A growing number of studies provide evidence that editors (and referees) of academic journals often publish only findings showing a significant effect or surprising result. This bias might lead to a misrepresentation of public policies’ real effects in the published literature.


There has been increasing evidence in the social sciences that publication bias, p-hacking, and lack of reproducibility are real concerns. Publication bias occurs if papers that have certain characteristics (statistically significant or surprising) are more likely to be published, whereas p-hacking would occur if a researcher is consciously manipulating data in a way that produces a desired p-value. P-value is a measure of the statistical likelihood that the hypothesis being tested is true. If the p-value is low, an effect is highly unlikely to be due to luck. An example of p-hacking is a situation in which a researcher selects data or statistical analyses until her/his nonsignificant results become significant.

The issues of publication bias and p-hacking make published research less credible to policymakers and citizens. If policymakers and citizens only see a subset of research—that is, findings showing a significant effect or surprising result—then it is unclear how much faith they should have in said research. In other words, if studies finding a significant effect of a given policy are the only ones getting published, then this would lead to a misrepresentation of the policy’s real effect in the published literature. Another related issue is that p-hacking may make research less reproducible.

For example, imagine a researcher is interested in the effect of changes in the federal or state minimum wage on unemployment. The investigator has a large data set and may estimate many different statistical models. There is thus a large set of specifications available to the researcher, who then chooses to present only a subset of the results that he or she finds. The researcher would be p-hacking if she or he will select different covariates (or sub-samples) with the purpose of moving a test statistic across a statistical threshold. P-hacking, in this example, would lead the researcher to conclude that the minimum wage has an effect on unemployment, when in fact there might be no real underlying effect.

During my PhD, I started working on a paper titled Star Wars: the Empirics Strikes Back. In this project, my co-authors and I were interested in documenting the extent of p-hacking and publication bias in economics. We collected all the p-values published in three of the most prestigious journals in economics and show a strong empirical regularity: the distribution of p-values has a two-humped camel shape with a first hump for high p-values, missing p-values between 25 percent and 10 percent, and a second hump for p-values slightly below 5 percent.

This anomaly provides suggestive evidence that some p-values were p-hacked.

Source: Figure from Brodeur et al., 2016. This figure displays histograms of test statistics from the American Economic Review, the Journal of Political Economy and the Quarterly Journal of Economics for the years 2005-2011.
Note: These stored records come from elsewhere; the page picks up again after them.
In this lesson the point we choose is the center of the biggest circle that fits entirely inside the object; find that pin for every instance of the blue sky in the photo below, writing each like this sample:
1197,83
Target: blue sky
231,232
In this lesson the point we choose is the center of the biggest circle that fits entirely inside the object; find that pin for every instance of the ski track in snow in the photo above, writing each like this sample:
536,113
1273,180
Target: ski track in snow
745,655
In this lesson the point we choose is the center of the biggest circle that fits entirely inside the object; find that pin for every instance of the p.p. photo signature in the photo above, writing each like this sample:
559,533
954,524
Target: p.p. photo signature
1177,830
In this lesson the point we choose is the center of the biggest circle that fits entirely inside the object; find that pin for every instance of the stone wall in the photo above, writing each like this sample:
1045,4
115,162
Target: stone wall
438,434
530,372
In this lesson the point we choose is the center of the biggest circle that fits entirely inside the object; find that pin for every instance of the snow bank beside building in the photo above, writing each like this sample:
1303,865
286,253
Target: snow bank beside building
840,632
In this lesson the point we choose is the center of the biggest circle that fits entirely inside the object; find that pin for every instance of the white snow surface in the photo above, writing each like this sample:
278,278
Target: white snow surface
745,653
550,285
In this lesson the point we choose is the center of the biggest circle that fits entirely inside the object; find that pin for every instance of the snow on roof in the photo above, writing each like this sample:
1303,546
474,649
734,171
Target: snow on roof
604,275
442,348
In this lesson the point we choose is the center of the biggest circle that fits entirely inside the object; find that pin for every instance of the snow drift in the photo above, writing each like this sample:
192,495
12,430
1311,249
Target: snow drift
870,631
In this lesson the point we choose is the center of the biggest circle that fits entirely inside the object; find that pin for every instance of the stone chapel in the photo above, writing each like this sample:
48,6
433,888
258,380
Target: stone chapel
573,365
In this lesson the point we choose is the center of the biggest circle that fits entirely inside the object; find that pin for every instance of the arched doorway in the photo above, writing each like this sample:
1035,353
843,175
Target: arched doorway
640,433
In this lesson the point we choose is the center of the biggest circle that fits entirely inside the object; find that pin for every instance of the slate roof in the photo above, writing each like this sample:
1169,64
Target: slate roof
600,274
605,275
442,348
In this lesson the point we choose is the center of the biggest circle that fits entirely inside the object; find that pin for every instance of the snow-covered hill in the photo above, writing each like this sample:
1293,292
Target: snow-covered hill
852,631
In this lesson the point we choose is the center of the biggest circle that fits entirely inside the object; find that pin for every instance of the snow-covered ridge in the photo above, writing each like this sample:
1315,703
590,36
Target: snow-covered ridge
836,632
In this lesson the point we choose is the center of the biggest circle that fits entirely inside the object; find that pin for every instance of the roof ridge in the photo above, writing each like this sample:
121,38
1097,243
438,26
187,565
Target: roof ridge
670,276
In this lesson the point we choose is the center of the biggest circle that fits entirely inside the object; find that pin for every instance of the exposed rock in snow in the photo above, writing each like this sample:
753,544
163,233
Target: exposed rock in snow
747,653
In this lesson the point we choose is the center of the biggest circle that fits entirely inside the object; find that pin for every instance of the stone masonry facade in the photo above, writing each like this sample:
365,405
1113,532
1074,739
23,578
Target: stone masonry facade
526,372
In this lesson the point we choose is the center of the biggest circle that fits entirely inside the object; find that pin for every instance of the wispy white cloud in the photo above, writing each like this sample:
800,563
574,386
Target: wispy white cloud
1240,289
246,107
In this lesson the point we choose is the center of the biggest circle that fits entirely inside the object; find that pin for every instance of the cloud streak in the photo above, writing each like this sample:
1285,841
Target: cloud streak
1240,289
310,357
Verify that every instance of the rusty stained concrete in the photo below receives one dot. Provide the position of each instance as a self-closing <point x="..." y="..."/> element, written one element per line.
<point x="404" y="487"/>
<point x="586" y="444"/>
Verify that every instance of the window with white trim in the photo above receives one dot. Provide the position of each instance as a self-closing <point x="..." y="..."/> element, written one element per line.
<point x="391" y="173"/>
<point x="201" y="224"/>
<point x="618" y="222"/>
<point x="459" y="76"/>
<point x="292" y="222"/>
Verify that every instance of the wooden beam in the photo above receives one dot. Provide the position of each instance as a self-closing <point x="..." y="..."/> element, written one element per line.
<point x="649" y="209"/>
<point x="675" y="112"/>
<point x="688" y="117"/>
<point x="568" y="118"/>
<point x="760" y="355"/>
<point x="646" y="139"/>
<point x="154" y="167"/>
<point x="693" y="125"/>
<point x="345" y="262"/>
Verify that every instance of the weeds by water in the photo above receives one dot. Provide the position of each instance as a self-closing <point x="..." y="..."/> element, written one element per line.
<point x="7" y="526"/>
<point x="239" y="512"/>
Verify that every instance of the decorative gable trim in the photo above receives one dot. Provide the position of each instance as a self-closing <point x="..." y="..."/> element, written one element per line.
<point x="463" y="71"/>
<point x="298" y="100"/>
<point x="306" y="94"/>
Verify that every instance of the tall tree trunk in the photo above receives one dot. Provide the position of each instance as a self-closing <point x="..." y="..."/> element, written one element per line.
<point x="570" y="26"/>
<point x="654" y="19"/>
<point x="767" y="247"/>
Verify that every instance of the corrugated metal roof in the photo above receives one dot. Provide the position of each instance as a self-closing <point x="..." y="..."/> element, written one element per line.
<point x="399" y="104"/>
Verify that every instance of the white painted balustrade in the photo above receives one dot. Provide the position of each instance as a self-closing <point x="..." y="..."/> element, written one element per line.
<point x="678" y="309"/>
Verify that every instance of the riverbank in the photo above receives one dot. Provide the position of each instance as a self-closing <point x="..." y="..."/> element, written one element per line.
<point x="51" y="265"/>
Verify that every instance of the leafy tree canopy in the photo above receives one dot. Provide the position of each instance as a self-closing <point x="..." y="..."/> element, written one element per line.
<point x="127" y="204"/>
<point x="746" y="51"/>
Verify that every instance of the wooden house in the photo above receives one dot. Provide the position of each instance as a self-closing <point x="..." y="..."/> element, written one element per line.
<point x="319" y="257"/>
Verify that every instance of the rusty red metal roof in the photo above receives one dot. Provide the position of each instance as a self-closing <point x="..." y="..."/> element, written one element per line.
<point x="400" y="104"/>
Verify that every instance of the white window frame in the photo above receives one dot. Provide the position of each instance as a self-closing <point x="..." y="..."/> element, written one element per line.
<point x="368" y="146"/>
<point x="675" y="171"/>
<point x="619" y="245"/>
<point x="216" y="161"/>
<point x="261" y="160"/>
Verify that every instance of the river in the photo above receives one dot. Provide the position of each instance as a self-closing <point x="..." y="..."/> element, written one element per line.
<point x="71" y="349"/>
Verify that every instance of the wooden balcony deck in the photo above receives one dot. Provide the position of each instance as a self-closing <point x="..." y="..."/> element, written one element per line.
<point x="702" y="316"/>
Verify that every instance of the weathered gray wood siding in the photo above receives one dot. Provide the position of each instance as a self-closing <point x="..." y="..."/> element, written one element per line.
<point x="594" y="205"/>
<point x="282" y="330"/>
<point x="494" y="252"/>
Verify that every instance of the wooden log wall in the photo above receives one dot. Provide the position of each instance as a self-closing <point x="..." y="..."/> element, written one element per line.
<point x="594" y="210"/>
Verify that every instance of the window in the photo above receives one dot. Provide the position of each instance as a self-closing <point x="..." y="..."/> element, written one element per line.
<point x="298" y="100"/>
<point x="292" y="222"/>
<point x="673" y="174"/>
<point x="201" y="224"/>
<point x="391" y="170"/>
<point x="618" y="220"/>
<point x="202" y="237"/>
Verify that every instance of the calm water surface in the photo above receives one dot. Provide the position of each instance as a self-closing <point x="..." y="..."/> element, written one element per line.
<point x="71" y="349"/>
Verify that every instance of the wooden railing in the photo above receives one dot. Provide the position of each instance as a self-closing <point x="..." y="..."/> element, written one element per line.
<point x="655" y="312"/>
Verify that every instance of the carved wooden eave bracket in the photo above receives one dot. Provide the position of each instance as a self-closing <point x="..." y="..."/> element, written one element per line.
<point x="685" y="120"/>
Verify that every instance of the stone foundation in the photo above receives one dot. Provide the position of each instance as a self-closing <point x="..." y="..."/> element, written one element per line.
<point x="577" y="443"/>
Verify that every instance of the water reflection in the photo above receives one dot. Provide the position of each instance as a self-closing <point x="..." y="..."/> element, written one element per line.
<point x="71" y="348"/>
Researchers p-hack for many reasons. One explanation is that they are subject to increasing pressure to publish their results in top journals and that they believe that significant results are easier to publish.

In order to improve our understanding of research transparency, we go beyond documenting publication bias and attempt to shed light on the sub-literatures that suffer the most from these biases. We relate the extent of p-hacking to authors’ and articles’ characteristics and find that the extent of p-hacking correlates with incentives to get published: lower for older and tenured professors compared with younger researchers.

The extent of p-hacking also correlates with the importance of the empirical result in the publication prospects. In theoretical papers, the empirical analysis is less crucial, and, indeed, the misallocation is much lower. Moreover, the two-humped camel shape is less visible in articles using data from randomized control trials than for non-experimental methods. This suggests that experimental methods could be less subject to p-hacking, possibly due to the difficulty of manipulating the results.

We also study the effectiveness of recent innovations in research transparency, such as journals’ data and code availability policies. These policies request replication data and codes from authors for published articles, facilitating the replication of the main results by other researchers. As of 2019, slightly more than half of the top economics journals required data and codes from authors.

Our analysis of the different sub-samples does not show conclusive evidence that data or program availability on the website of the journals mitigate p-hacking. But one obvious advantage of having data and codes is the possibility to reproduce the results of the published articles. While this might not have an impact on researchers’ behavior, it increases the likelihood of detecting mistakes.

Another solution recently developed and used in the field of health economics is to send out an editorial statement to researchers in the field. In February 2015, the editors of the Journal of Health Economics released a statement which aimed to reduce the extent of p-hacking and to remind authors to submit studies that do not find a significant effect of a given policy or program.

In a new study, my co-author and I test the effectiveness of this editorial statement. We compare health economics journals to similar journals that did not implement such an editorial statement. We find that this simple, low cost, new transparent practice, had large effects, decreasing the extent of publication bias in the field of health economics. The estimates suggest that the statement decreased the proportion of tests rejecting the null hypothesis by 18 percentage points.

These findings have interesting implications for editors and for the academic community. They suggest that incentives may be aligned to promote more transparent research and that editors may reduce the extent of publication bias quite easily.

Abel Brodeur is an Associate Professor in the Department of Economics at the University of Ottawa. He received his Ph.D. in Economics at the Paris School of Economics.